The state lacks a chief student advocate; under the years of Republican governors there was a laissez-faire attitude (or simple lack of interest) toward the community colleges. No one was looking at the big picture, and the various campuses became little fiefdoms, all thinking they were doing a stellar job in educating their students. But in fact students’ degree-completion and transfer needs often came second, after faculty and administration “druthers.” Faculty members’ desires to teach particular courses have often been privileged over students’ actual needs for those courses.
Our community colleges still don’t focus on academic advising or transfer. Too often students are on their own when it comes to deciding which courses they need in order to transfer. This is not fair to the students who are among our least affluent and who are first-generation college enrollees in many cases. When students find that community college work doesn’t fulfill requirements at the four year institutions, they become disheartened and disillusioned, and they tend to fail to complete a degree–or they just plain can’t afford to do so, having already wasted time and money. (This of course is also a waste of state money, in that most students receive financial aid and the public colleges are supported by our tax dollars.)

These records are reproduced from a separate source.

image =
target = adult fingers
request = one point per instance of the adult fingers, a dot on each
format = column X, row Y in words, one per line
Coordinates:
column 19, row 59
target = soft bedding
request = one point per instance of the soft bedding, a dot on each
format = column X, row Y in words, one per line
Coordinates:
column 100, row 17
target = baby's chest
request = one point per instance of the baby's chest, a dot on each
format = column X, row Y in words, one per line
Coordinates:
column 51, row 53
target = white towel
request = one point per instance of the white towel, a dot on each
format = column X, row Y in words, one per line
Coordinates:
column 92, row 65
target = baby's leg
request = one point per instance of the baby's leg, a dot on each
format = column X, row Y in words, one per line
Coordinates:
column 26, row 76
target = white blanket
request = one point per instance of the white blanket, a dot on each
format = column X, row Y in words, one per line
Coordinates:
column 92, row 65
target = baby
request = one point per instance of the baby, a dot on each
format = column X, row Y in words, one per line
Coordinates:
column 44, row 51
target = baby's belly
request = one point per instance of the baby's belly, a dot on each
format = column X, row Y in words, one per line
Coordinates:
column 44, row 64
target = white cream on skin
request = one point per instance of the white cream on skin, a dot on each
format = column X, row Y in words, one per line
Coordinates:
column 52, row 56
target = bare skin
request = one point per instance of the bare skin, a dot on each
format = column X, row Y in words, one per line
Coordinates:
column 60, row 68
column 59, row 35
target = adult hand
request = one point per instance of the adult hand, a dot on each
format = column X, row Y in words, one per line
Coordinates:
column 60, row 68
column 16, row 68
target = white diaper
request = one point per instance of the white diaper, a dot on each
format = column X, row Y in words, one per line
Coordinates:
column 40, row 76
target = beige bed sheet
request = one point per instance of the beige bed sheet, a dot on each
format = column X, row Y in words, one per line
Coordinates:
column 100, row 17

Gov. Malloy is to be lauded for creating a stronger and less-layered Board of Regents headed by a president. National research underscores the fact that these conflicts of interest and turf-wars can only really be resolved at the state level. Scholar Vanessa Smith Morest in Defending the Community College Equity Agenda says, “Analysts and college advocates have argued that opening transfer for community college students is increasingly important as the relative economic value of the bachelor degree has risen. Moreover, this will become that much more urgent if states expand their dependence on community colleges for lower-division education as a strategy to reduce the cost of higher education. … Although colleges can work to prepare their students for transfer, transfer policies must be developed at the state level. Even the best-prepared, transfer-ready students will not be able to transfer if local four year colleges do not accept their transfer credits.” (Bailey and Morest. Johns Hopkins University Press, 2006. pp260-261.)
Some may argue that transfer agreements already exist between the community colleges and the public universities in Connecticut. This is true only for a few very specialized programs (such as engineering and some business pathways) that serve minuscule numbers of students. And yes, we have the “Compact” and “GAP-UConn,” but both these programs include too much red tape and complication; again, they serve very few students.
Governor Malloy and various legislators are correct in stepping in to improve higher ed in Connecticut. If we let go of some of the excess administrators, we could hold on to full-time faculty and other student-support service professionals, as Senator Beth Bye has pointed out. There is a crying need for more of these professionals. At one community college within our system, there is one counselor to advise 2,000 students who plan to transfer to four-year schools. How can one person possibly do that? Wouldn’t it be better to let go of some of the astronomically compensated administrators who rarely interact with students? Wouldn’t it be better to have more hands-on people who work directly with the students on a daily basis — as teachers, advisors, and counselors?
It’s time to put the focus on the students and their needs to smoothly progress from the community colleges to the state four-year schools if they have the grades to do so. Let’s make sure the administrators in the offices of the various systems learn that they too must roll up their sleeves and work directly for the students. Perhaps the top layer of administrators could all be required to teach a course every semester or to sit and advise for the equivalent of three credit-hours per semester; this would be part of their workload. They would then truly engage with college students at public institutions in Connecticut today, and this greater understanding of the roadblocks and inconsistencies in the system would give them new eyes to see the situation as it is.
Let’s not pass up this opportunity to save money and also to straighten out some of the chaos in our state institutions of higher ed. Senate Bill 1011 is a step in the right direction, and it’s long over-due.